Tipping back one too many cocktails during an individual’s early 20s doesn’t correlate to a personal sense of immaturity; however if this habit doesn’t stop as they reach age 30, young adults can feel psychologically underdeveloped, according to a University of Missouri study. Helping young adults acknowledge their mental impulse to “sober up” as they mature can improve substance abuse intervention programs.
“When a heavy drinking 30-year-old comes in for therapy and says he doesn’t feel like an adult, we can present this study and suggest that cutting back on alcohol could help him feel more mature,” said lead researcher Rachel Winograd, a doctoral student in psychology at MU.
“People in their early 20s who accept their own heavy drinking and experience alcohol-related consequences may not realize that these behaviors can be associated with identity issues later on,” said Winograd. “We can apply this research to nip the problem in the bud and help young adults become aware that their alcohol use behaviors may conflict with their long-term goals.”
When more than 400 25-years-old adults were interviewed, some showed signs of alcohol use problems, but their problems didn’t correlate to self-reported feelings of immaturity. When surveyed again four years later at age 29 and then again at age 35, subjects expressed different sentiments: individuals who showed signs of alcohol abuse or dependence also self-reported feeling immature for their age.
“We interpreted our findings to suggest that, at 25, drinking is more culturally acceptable,” Winograd said. “Young adults are out at the bars with their friends and drinking is a bonding experience. They also view blacking out, vomiting and drunk driving as more acceptable because peers are behaving similarly.
“But by 29, when many of their peers have settled down, individuals who still drink heavily may start to view themselves as ‘Peter Pans’ of partying, who never fully matured,” Winograd said.
The study relied on data collected from a group, which was studied since they were college freshmen in 1987 by Kenneth Sher, Winograd’s adviser, study co-author and curators’ distinguished professor of psychological sciences. Previous studies examined this group’s attitudes toward drinking when they were younger.
“This study picked up where studies of adolescents left off,” Winograd said, “There seems to be a window of time in the early to mid-20s when drinking is not associated with immaturity. Before and after that window, excessive alcohol use is associated with a lower self-reporting of maturity, according to our results and previous studies.”
Having data from previous studies going back to 1987 about the same group of young adults was an important resource for the new study. Unless there has been a major cultural shift in attitudes, examining the same group as they mature over the years is almost always better for this type of study than surveying different age groups at the same time, said Sher.

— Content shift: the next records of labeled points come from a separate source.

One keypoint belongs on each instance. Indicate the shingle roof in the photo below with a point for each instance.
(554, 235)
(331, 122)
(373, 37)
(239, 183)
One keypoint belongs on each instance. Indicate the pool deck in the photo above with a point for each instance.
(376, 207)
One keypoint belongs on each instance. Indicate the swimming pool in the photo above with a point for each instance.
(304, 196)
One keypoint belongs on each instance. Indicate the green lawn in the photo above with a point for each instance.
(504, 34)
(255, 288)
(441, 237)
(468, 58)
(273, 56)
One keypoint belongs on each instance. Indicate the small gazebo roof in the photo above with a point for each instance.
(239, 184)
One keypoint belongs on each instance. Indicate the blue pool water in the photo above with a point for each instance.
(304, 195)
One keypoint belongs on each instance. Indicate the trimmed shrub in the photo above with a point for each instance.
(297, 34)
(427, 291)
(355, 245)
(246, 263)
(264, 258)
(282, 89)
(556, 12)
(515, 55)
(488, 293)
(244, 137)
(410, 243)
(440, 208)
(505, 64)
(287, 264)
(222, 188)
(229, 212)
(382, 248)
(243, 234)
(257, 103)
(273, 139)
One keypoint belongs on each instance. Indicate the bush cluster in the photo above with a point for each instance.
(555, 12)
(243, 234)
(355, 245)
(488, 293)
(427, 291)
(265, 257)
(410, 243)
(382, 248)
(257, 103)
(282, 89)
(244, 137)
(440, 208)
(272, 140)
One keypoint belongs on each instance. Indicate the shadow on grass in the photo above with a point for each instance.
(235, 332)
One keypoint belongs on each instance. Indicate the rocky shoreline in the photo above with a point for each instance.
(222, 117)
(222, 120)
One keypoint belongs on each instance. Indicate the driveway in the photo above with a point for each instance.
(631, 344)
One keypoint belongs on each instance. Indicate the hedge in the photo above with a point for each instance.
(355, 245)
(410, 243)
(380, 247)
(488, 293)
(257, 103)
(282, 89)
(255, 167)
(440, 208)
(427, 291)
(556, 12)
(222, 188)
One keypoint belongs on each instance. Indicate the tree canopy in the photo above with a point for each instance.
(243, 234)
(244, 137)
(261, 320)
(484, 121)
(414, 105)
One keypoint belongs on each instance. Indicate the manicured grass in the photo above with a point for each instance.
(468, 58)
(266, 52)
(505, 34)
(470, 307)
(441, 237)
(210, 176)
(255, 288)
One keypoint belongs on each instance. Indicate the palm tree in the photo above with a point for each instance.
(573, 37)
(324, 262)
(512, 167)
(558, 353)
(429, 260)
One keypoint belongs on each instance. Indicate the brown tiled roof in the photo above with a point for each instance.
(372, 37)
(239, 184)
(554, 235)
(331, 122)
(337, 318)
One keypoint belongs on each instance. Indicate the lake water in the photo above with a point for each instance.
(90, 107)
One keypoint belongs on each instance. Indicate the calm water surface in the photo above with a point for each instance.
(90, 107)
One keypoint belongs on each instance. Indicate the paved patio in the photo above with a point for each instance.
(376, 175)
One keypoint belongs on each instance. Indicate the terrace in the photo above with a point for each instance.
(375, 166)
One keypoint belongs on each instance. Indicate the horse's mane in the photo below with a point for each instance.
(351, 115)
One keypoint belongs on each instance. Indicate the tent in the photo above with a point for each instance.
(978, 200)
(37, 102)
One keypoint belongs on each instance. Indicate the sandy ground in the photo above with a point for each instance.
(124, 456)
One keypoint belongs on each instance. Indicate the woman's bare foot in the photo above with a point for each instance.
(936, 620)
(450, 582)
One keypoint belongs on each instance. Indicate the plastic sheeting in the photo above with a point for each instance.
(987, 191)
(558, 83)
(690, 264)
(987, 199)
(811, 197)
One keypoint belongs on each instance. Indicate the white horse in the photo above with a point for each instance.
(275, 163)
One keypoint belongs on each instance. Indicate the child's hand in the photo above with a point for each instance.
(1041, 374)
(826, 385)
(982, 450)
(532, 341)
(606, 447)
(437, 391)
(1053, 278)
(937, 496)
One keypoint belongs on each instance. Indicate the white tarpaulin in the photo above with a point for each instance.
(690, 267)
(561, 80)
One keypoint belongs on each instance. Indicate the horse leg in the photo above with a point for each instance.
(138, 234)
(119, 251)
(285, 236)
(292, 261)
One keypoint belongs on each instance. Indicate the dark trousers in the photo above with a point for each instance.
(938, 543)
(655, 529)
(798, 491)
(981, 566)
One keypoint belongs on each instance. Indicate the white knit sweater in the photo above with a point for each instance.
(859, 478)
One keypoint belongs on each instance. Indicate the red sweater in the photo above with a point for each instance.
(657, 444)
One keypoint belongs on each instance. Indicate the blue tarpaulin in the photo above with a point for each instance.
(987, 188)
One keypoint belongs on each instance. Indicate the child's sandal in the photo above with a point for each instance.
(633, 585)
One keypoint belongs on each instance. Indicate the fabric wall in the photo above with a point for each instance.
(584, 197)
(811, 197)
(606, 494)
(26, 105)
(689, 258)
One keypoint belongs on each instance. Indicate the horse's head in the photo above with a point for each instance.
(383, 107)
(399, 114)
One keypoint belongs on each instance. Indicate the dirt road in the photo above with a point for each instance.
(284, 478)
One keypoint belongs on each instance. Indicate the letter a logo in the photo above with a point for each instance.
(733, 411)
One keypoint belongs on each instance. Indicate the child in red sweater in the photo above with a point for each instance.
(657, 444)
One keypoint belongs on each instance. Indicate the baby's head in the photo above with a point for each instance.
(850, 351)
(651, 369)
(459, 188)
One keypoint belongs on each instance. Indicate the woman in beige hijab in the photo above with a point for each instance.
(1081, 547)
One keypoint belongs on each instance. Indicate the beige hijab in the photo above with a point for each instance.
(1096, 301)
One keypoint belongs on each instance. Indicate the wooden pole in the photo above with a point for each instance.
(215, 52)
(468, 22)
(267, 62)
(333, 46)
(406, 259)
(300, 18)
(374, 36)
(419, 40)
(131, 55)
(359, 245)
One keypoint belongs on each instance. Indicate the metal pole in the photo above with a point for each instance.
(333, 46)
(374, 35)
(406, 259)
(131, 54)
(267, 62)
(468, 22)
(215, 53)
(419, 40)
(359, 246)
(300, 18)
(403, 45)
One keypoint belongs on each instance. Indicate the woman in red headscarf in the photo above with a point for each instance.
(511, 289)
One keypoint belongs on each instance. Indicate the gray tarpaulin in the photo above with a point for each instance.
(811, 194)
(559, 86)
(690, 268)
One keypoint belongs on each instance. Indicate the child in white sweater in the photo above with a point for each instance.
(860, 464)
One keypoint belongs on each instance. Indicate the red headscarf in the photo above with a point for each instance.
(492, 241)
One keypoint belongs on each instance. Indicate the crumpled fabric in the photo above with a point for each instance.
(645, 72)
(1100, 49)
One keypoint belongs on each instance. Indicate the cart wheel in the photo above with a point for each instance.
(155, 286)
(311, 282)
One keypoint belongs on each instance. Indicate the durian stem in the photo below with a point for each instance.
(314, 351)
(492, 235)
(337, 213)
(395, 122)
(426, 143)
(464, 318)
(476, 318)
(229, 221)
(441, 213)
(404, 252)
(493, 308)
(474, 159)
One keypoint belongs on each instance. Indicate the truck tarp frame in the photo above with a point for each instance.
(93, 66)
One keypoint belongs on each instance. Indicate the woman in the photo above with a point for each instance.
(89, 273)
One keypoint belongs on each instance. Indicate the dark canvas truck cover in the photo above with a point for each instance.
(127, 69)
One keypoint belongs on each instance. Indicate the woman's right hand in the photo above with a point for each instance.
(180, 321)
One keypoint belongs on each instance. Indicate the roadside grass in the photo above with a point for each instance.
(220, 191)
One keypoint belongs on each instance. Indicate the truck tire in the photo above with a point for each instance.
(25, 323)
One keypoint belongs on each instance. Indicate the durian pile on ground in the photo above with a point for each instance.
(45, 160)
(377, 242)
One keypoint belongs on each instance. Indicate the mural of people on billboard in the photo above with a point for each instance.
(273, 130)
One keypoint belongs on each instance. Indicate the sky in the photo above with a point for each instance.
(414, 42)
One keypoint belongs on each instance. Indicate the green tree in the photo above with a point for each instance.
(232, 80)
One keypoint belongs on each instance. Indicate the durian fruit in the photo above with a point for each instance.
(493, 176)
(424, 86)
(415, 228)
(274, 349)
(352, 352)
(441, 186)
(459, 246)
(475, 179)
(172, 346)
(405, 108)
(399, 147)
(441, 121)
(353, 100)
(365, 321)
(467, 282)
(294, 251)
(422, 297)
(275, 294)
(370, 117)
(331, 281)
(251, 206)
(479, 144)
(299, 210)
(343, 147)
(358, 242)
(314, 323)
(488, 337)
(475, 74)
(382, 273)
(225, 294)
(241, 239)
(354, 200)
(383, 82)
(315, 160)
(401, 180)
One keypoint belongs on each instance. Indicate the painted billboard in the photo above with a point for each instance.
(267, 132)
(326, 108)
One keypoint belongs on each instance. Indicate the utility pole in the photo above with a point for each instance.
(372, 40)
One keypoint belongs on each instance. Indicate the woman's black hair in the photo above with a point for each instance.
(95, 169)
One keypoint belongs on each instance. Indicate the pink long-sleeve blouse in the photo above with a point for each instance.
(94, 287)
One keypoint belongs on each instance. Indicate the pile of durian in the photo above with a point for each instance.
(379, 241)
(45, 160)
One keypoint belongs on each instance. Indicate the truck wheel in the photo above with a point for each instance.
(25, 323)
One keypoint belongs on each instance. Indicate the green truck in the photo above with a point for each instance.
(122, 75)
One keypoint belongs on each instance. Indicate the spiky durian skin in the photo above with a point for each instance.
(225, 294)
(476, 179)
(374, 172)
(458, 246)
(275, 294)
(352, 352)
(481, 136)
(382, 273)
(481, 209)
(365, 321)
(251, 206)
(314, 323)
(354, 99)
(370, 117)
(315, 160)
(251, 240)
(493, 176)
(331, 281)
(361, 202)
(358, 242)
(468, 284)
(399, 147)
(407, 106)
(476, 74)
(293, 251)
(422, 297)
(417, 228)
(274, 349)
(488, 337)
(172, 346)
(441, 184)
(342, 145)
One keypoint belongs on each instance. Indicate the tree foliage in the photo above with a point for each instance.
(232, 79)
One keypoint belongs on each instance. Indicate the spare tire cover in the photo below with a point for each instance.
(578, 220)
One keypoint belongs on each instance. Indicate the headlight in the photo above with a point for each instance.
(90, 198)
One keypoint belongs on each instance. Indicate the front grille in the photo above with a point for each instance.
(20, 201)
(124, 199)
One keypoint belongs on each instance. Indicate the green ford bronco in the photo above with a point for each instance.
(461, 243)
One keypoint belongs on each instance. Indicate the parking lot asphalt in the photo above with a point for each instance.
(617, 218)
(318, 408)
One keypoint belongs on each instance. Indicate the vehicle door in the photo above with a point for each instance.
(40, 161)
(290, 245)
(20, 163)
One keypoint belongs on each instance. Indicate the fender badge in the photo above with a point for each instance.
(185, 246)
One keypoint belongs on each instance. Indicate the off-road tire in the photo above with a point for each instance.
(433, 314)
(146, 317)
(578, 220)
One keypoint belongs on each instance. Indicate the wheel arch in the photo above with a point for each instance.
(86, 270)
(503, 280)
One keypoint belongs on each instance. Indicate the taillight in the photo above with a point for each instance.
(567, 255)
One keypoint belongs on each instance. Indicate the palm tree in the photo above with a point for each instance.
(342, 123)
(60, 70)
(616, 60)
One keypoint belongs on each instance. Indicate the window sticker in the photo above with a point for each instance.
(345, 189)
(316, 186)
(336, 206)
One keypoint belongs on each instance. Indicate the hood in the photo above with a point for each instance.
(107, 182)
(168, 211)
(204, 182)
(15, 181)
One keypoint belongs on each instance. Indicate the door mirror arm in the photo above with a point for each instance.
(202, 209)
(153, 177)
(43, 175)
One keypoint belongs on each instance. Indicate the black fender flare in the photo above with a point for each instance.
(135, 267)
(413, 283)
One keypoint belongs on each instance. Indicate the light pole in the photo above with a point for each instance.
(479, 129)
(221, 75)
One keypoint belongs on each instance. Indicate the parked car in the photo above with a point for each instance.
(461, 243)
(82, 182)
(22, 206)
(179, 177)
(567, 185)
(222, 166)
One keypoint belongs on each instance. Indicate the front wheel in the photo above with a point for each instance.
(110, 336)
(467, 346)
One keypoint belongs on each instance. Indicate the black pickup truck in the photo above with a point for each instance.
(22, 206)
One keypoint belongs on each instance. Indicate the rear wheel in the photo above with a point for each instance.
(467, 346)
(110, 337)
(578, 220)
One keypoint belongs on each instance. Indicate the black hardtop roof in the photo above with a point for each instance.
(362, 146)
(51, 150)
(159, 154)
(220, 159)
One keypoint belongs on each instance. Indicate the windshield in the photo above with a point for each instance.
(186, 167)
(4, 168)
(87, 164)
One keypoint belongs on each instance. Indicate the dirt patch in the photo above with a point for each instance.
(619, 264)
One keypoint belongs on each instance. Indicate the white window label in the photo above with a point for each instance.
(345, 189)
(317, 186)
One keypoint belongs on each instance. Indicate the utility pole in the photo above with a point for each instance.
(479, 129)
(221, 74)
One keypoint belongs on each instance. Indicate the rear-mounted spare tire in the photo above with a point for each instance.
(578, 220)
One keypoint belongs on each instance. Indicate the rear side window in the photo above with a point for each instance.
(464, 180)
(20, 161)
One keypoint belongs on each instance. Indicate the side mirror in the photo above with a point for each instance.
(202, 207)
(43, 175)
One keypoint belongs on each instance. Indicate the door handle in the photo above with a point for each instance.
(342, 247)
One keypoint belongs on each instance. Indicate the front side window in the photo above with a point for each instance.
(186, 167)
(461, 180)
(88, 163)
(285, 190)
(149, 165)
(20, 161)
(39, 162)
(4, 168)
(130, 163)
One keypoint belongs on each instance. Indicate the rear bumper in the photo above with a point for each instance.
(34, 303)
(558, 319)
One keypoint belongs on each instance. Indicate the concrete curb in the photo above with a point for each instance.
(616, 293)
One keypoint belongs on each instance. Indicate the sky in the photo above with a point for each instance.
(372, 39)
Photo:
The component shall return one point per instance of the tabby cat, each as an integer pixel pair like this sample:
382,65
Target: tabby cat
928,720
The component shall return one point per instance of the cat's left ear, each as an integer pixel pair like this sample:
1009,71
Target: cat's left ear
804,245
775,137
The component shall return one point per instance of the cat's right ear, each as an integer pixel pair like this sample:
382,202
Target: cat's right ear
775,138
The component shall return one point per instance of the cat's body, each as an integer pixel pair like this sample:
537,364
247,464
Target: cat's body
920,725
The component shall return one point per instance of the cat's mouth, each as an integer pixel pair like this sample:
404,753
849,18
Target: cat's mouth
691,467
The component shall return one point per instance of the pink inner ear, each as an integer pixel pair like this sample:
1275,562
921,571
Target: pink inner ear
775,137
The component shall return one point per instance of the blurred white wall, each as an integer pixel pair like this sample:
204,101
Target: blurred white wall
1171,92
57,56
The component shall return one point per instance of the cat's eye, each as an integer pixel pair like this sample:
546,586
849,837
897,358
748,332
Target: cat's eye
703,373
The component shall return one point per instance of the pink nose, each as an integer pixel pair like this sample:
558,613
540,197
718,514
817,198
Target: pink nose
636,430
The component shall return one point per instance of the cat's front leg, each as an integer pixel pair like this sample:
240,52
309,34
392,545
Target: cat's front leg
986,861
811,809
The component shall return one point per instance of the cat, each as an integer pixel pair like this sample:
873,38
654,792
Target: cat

“Most critically, it allows us to assume that age differences in the size or direction of an effect is associated with developmental change and not related to sampling biases associated with sampling two different age groups,” said Sher.
The study “Do People Who ‘Mature Out’ of Drinking See Themselves as More Mature?” was published in the journal Alcoholism: Clinical and Experimental Research. In addition to Winograd and Sher, psychology doctoral student Andrew Littlefield also was an author.